Gradually his tail feathers grew gray and faded, but he wore his head high. He was arrogant and made the hens go worming for his breakfast by daylight. Then he would get mad at the food and be real hateful and step on the little chickens with his great big feet.
But as his new feathers began to come in folks got on to him, as Matthew Arnold has it, and the other roosters began to brighten up and also blow up their biceps muscles.
He looked up sadly at me with his one eye as who should say, "Have you got any more of that there red paint left?" (Page 105)
One day he was especially mean at breakfast. A large fat worm, brought to him by the flower of his harem, had a slight gamey flavor, he seemed to think, and so he got mad and bit several chickens with his great coarse beak and stepped on some more and made a perfect show of himself.
At this moment a small bantam wearing one eye still in mourning danced up and kicked Sumner's eye out. Then another rival knocked the stuffing for a whole sofa pillow out of Sumner, and retired. By this time the surprised and gratified hens stepped back and gave the boys a chance. The bantam now put on his trim little telegraph climbers and, going up Mr. Sumner's powerful frame at about four jumps, he put in some repairs on the giant's features, presented his bill, and returned. By nine o'clock Sumner didn't have features enough left for a Sunday paper. He looked as if he had been through the elevated station at City Hall and Brooklyn bridge. He looked up sadly at me with his one eye as who should say, "Have you got any more of that there red paint left?" But I shook my head at him and he went away into a little patch of catnip and stayed there four days. After that you could get that rooster to do anything for you—except lay. He was gentle to a fault. He would run errands for those hens and turn an icecream freezer for them all day on lawn festival days while others were gay. He never murmured nor repined. He was kind to the little chickens and often spoke to them about the general advantages of humility.
After many years of usefulness Sumner one day thoughtlessly ate the remains of a salt mackerel, and pulling the drapery of his couch about him he lay down to pleasant dreams, and life's fitful fever was over. His remains were given to a poor family in whom I take a great interest, frequently giving them many things for which I have no especial use.

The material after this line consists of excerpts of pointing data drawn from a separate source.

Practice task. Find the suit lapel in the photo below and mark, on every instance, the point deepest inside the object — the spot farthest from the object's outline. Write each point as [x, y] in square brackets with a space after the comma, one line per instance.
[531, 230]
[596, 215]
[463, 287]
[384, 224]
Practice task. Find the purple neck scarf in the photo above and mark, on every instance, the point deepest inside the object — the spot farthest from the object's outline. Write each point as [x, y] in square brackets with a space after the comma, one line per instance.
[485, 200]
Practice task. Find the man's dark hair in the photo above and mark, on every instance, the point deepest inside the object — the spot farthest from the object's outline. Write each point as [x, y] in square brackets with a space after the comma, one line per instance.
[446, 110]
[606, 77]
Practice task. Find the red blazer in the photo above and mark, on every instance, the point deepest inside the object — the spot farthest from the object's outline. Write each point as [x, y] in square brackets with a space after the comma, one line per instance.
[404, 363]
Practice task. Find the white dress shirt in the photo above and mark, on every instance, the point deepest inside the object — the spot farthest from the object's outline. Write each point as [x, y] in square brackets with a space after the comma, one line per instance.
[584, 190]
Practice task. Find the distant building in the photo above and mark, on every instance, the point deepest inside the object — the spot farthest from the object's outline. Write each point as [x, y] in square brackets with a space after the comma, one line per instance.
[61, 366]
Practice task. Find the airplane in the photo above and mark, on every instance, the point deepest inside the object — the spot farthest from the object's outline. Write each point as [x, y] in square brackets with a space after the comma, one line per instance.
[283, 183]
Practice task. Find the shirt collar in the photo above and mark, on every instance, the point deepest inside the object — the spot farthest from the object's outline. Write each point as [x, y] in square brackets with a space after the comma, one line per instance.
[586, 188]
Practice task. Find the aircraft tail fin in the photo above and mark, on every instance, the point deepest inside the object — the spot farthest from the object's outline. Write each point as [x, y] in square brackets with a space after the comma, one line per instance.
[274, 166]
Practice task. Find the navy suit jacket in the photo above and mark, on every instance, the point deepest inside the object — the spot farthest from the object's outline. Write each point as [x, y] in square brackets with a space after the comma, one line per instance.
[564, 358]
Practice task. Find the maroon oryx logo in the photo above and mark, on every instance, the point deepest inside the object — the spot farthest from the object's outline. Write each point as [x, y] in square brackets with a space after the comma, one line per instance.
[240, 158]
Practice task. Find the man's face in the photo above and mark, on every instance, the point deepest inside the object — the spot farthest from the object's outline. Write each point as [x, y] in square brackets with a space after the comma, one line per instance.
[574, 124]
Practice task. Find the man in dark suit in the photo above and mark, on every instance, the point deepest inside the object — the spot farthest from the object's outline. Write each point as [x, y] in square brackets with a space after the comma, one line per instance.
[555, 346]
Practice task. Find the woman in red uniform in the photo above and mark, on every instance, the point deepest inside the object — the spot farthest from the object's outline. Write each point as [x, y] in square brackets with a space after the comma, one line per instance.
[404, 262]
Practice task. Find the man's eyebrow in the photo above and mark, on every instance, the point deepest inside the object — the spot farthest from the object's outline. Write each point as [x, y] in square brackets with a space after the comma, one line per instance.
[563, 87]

This should teach us that some people can not stand prosperity, but need a little sorrow, ever and anon, to teach them where they belong. And, oh! how the great world smiles when a rooster, who has owned the ranch for a year or so, and made himself odious, gets spread out over the United States by a smaller one with less voice.
The study of the fowl is filled with interest. Of late years I keep fowls instead of a garden. Formerly my neighbors kept fowls and I kept the garden.